B. Wang,1 C. Wu,1 L. Roskos2; 1AstraZenica/MedImmune, Mountain View, CA, 2AstraZenica/MedImmune, Gaithersburg, MD
BACKGROUND: The development of a new drug is a lengthy and costly process with low probability of success. Continuum of “learn/confirm/predict” by translational and clinical modeling and simulations (M&S) was implemented at every decision point for mavrilimumab, a human monoclonal antibody targeting GM-CSFRα. Mavrilimumab is currently being developed for the treatment of rheumatoid arthritis.

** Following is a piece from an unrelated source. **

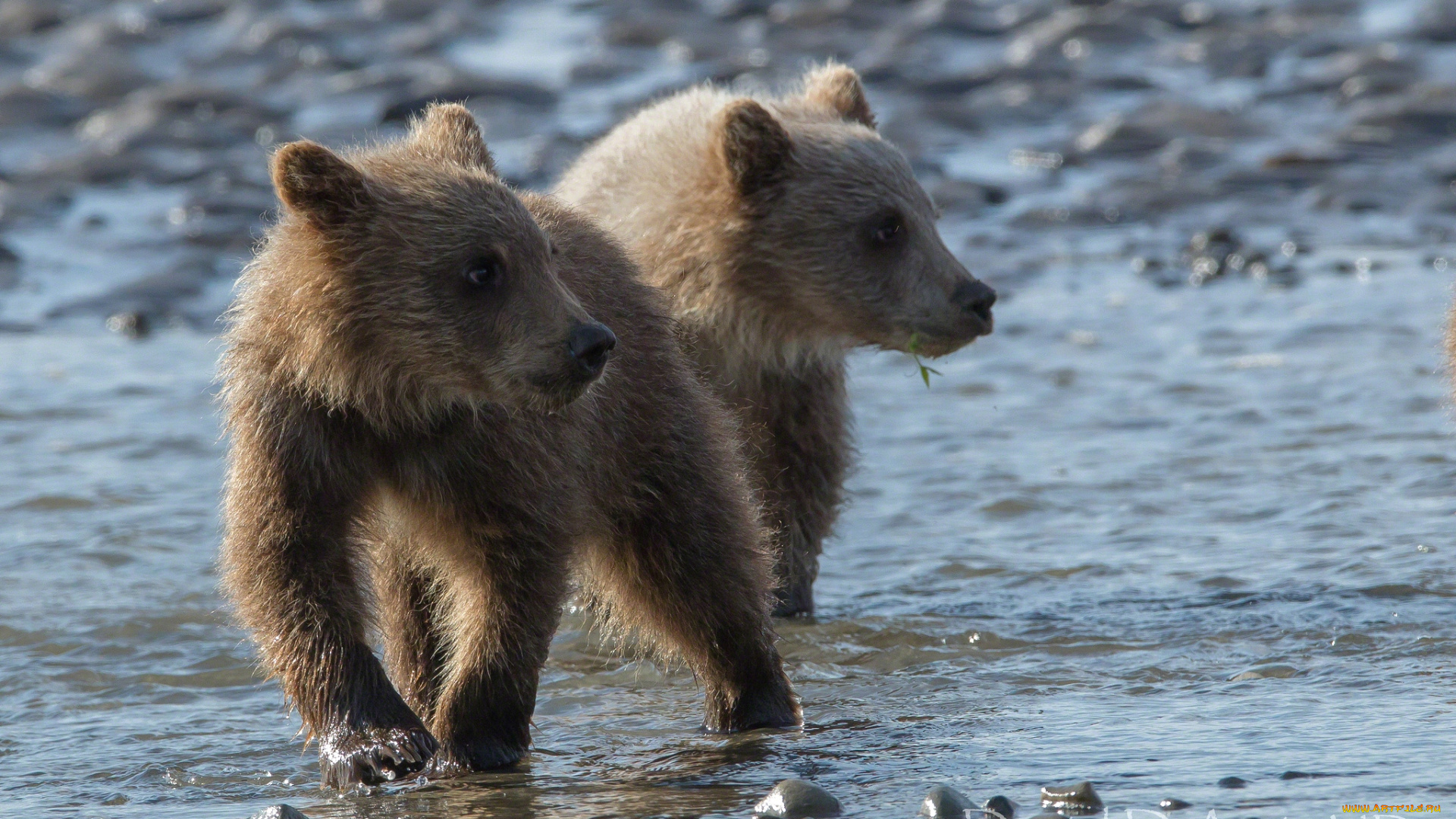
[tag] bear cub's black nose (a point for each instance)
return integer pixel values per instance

METHODS: At discovery stage, a translational model integrating biology, receptor internalization kinetics and endogenous IgG kinetics was utilized to set an antibody affinity goal. The binding affinity of the lead molecule and nonhuman primate data were incorporated in the model to predict the pharmacokinetics (PK) and receptor occupancy (RO) in humans for first-time-in-human (FIH) starting dose recommendation. Mechanistic PK modeling facilitated the transition from single weight-based intravenous dosing for FIH to multiple fixed subcutaneous (SC) dosing of mavrilimumab for a Proof-of-Principle (PoP) study. Efficacy modeling and stochastic simulations identified 150 mg as the top dose for a Proof-of-Concept (PoC) study.
RESULTS: The lead molecule, mavrilimumab, met the affinity goal and the PK in RA patients was well predicted. PK and efficacy outcome from the PoP study confirmed appropriate selection of SC doses and every-two-week dosing interval. Although 150 mg was not evaluated in the PoP study, improved efficacy was observed at this dose level in PoC as predicted by a priori clinical simulations. Informative dropouts were further included in the PoC efficacy model for selection of optimal Phase III dose.
CONCLUSION: By rational recommendations of an antibody affinity goal, safety margin and clinical dosing regimens, M&S greatly facilitated the discovery and development of mavrilimumab.